Camera di Consiglio
UTILIZZABILITA’ DEI MESSAGGI WHATSAPP NEL PROCEDIMENTO PENALE – A seguito di una sentenza resa dalla Corte d’Appello, un uomo veniva assolto dal reato di maltrattamenti in famiglia di cui era imputato, poiché si riteneva sussistente un ragionevole dubbio circa la condotta contestata. La decisione era stata basata anche dalle perizie psichiatrica e psicologica, che segnalavano come l’uomo fosse profondamente sofferente per la separazione coniugale e per la difficoltà di mantenere le relazioni con i figli: si rendeva, dunque, necessario acquisire, ai fini della predetta decisione, anche la produzione documentale dall’imputato, alla luce del fatto che tutti i testi escussi avevano fornito delle dichiarazioni tratte da quanto appreso dalla persona offesa nel periodo di massima crisi della coppia. In particolare, i contenuti delle conversazioni su whatsapp collocate nel periodo di massima crisi mostravano l’esistenza di un rapporto fra i coniugi e dell’imputato con i figli del tutto antitetico a quando riferito.

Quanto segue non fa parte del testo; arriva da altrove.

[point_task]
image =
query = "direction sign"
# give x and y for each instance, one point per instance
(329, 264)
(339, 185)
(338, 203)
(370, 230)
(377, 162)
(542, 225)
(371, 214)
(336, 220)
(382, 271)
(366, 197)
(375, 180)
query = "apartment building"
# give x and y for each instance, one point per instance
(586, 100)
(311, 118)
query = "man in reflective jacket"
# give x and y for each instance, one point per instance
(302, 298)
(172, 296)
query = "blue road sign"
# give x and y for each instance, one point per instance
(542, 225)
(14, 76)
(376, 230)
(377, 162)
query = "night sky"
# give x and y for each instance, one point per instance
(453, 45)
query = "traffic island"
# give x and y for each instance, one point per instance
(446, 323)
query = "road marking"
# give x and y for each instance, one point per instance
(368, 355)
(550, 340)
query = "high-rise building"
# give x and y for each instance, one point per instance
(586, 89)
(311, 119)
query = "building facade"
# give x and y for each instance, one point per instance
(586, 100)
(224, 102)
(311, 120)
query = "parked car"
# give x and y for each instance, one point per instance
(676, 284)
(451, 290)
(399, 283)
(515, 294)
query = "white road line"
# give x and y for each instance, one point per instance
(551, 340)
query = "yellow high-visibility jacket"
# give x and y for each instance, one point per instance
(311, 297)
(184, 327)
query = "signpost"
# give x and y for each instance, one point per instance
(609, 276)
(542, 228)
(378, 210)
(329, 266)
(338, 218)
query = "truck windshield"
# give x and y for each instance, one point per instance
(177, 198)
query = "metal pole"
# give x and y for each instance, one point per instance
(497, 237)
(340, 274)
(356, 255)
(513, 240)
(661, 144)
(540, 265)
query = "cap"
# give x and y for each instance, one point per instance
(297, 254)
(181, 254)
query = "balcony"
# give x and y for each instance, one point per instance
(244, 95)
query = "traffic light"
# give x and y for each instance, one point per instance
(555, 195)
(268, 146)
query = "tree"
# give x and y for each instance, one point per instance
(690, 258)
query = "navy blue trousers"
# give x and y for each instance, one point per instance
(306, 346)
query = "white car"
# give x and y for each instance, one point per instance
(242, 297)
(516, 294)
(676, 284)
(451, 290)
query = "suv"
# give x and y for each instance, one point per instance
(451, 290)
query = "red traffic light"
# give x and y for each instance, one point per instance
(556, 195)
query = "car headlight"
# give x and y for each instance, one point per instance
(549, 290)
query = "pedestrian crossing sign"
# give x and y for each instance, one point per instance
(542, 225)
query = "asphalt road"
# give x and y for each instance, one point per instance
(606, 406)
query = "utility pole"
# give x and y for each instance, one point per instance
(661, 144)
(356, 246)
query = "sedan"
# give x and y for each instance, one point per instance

Appariva, dunque, evidente che la moglie, in quel momento, avesse inconsapevolmente enfatizzato le ragioni della crisi matrimoniale in chiave “unilateralmente colpevolista”.
La moglie, di contro, proponeva ricorso per Cassazione chiedendo l’annullamento della sentenza impugnata e la condanna dell’imputato al risarcimento dei danni materiali e morali come liquidati dal Tribunale in primo grado, sulla base di vari motivi di censura, tra i quali, in particolare, rilevava come la riforma della sentenza in appello sarebbe derivata dalla valutazione del contenuto dei messaggi whatsapp che non sarebbero stati acquisiti secondo modalità corrette, poiché la mera stampa di una serie di messaggi non avrebbe di per sé valore probatorio, a meno che non ne venga verificata la attribuibilità con una perizia che dimostri la provenienza dal dispositivo telefonico da cui si dicono tratti, secondo determinate linee guida.
Secondo la donna, infatti, spesso l’ex marito si sarebbe impossessato del suo telefono e che non fosse dimostrato che i due fossero compresenti nello scambio di messaggistica.
La Corte riteneva la doglianza inammissibile: invero, secondo Giurisprudenza costante, i messaggi whatsapp e gli sms conservati nella memoria di un telefono cellulare hanno natura di documenti prevista ex lege, sicché è pienamente legittima la loro acquisizione mediante mera riproduzione fotografica. Nel caso di specie, infatti, non dovevano essere applicate né la disciplina delle intercettazioni, né quella relativa all’acquisizione di corrispondenza previste dal Codice penale, essendo in presenza della mera documentazione ex post di flussi di messaggistica. Per la concreta utilizzabilità della trascrizione delle conversazioni whatsapp, la necessità di acquisire il supporto telematico contenente la relativa registrazione deve essere valutata in base al fatto concreto e nel caso di specie la difesa della donna non si era opposta all’acquisizione della messaggistica senza debita perizia. Ne conseguiva che: “la difesa della parte civile non ha contestato i contenuti delle conversazioni in sé considerati e la loro idoneità, come ritenuto dalla Corte di appello, a condurre a una rivalutazione del quadro probatorio rispetto alla sentenza di primo grado. Né ha sviluppato argomentazioni circa la non decisiva rilevanza, nella prospettiva della assoluzione, dei contenuti delle conversazioni via whatsapp acquisite”.
Pertanto, la sentenza di assoluzione veniva confermata, alla luce di mancanza di eccezioni.